In many cases, before data scientists can begin to de-identify the clinical data they have to work with, for example, they have to get IT’s approval, order the infrastructure, deploy it in their data center, and get a system administrator to configure it in a way that works. Unfortunately, all of those tasks can add six months or more to the overall research and development (R&D) process.
The good news is that today’s life sciences companies have an opportunity to accelerate this process, and ultimately improve patient care, by using machine learning (ML) and artificial intelligence (AI. In this article, we’ll take a closer look at some of the ways in which that’s happening.
How Machine Learning Is Changing the Way Life Sciences Companies Address Clinical Trials
Machine learning has a number of different applications within life sciences. One of the most important is to correlate structured and unstructured data to provide answers to complex questions. Another is to enable predictive modeling to support the detection of conditions like sepsis.
In the life sciences, and the corresponding clinical trials specifically, we’re seeing companies de-identify patient records using cloud-based machine learning technologies so that they can run clinical trials against geographies and demographics of the data they have. That way they can correlate where the commonalities are against a patient and a clinical trial population. That, in turn, allows data scientists to focus solely on asking the right questions and building algorithms behind the scenes to support those questions, while letting the machine learning technology from public cloud vendors do all of the front-end work.
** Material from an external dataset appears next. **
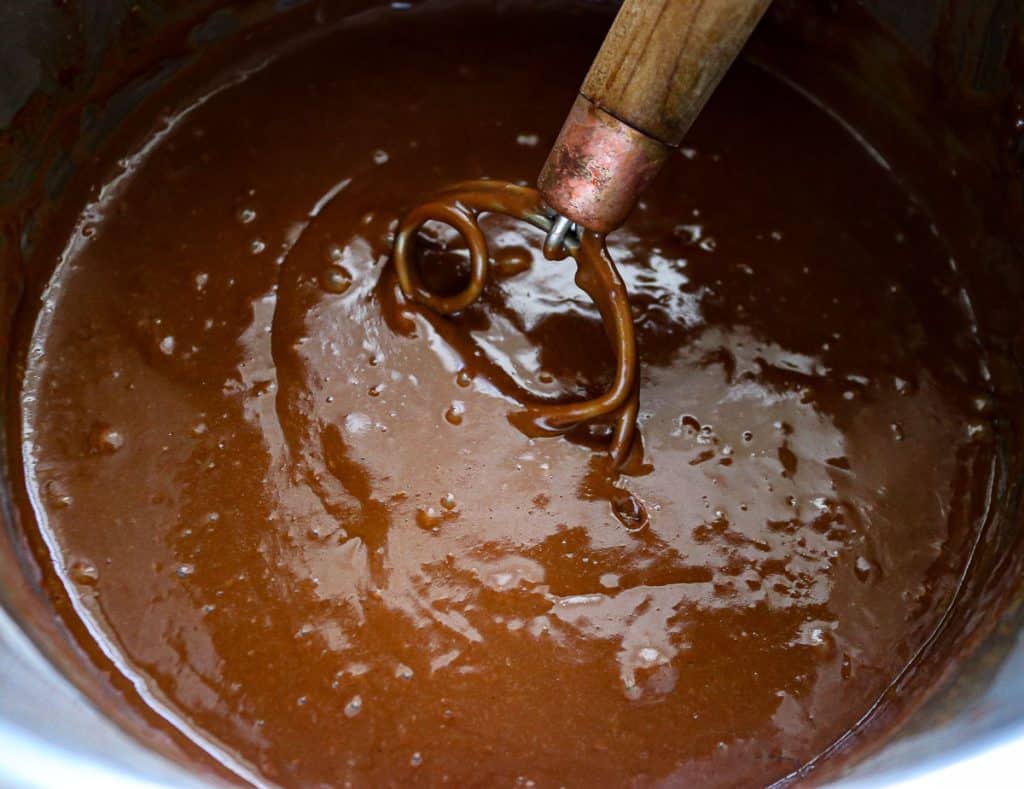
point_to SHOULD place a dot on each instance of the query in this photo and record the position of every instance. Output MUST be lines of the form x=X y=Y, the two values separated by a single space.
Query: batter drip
x=283 y=502
x=459 y=206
Johnson & Johnson is a great real-life example. The company uses de-identified patient data to understand how its products are performing. In doing so, the company tries to assess if people are benefiting from their products as much as they were in clinical trials and if new sides effects are emerging that physicians need to be made aware of. This has also enabled Johnson & Johnson to analyze more data then ever before, while also empowering them to respond in a more agile way to changes in development.
To that end, another important application of machine learning in the life sciences is the ability to enable much more complex and sophisticated segmentation so you can track individual behaviors across millions of users inside a patient population. This has helped drive better commercial experiences, so when drugs are ready to be tested through clinical trials, they get a quicker response and higher levels of engagement. In turn, this results in real-time feedback loops that can be used to expedite the approval process.
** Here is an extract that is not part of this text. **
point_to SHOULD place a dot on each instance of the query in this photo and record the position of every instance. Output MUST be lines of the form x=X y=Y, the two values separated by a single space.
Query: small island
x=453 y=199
Practically speaking, advances like this can lead to faster time to market and ultimately cost savings. Considering that on average, it costs $4 billion to develop a new drug, anywhere you can help reduce costs is critical to profitability.
Of course, it’s not just during clinical trials that machine learning has a role to play. It’s also critical in manufacturing and providing quality assurance for new products, as well as for analyzing the growing datasets associated with real-world evidence. According to the 2018 Deloitte Real World Evidence Benchmarking Survey, 60% of life sciences companies are currently using machine learning to analyze real-world data — but almost 95% expect to use it in coming years. Other areas that could be impacted include supply chain management, lot release, compliance operations, and drug discovery, to name just a few. By leveraging machine learning services, combined with public cloud technology, all while following GxP for quality assurance, life science organizations are able to prove supply chain compliance.
PHI Considerations
If your company is ingesting personal health information (PHI) into any kind of enterprise data warehouse or public cloud, you need to take care to follow any rules set forth in regulations like HIPAA, GDPR, and GxP. That includes requirements like encryption in transit and encryption at rest, to name a few. In addition, all the tooling that data scientists use to view, monitor, and log PHI activities need to have a business association agreement (BAA) around it. That agreement is the promise that third-parties make to treat, process, and store PHI in a secure manner.
De-identification is another important consideration around PHI. There are lots of tricks of the trade and interpretation around de-identification, making it critical to align with your legal teams before running clinical trials against any patient data.
Importantly, if your goal is to go to market faster by harnessing the benefits of PHI in the cloud, the key is to use the existing healthcare reference architectures or blueprints from public cloud providers like Microsoft Azure, Google Cloud Platform, or Amazon Web Services. Those blueprints will give you a good idea of how other life sciences companies are already using PHI in the cloud. In addition, make sure to take advantage of the scale and agility that public cloud providers offer you, so you can focus more of your attention on your core competencies.
A Better Way Forward
By allowing life sciences companies to aggregate vast amounts of data, machine learning is helping to accelerate both the process by which drugs get tested and manufactured, and how they ultimately reach patients. Although we’re still in the early days of embracing machine learning, the promise of agility that it brings is very real. If you want to accelerate your drug and clinical trial research, using the public cloud will help by allowing you to spin up the infrastructure you need in a matter of minutes without having to go through IT.
One thing to remember: As you apply machine learning to PHI throughout the drug and device life cycle, security and compliance breaches can happen if you don’t take the right precautions and understand the constant change throughout the cloud industry. That could mean hiring dedicated resources to manage these critical elements, or seeking third–party support.
In the case of a partnership, the right partner will understand the unique needs of a life sciences organization looking to innovate in the cloud, helping you mitigate risk as you as you work through clinical trials and beyond.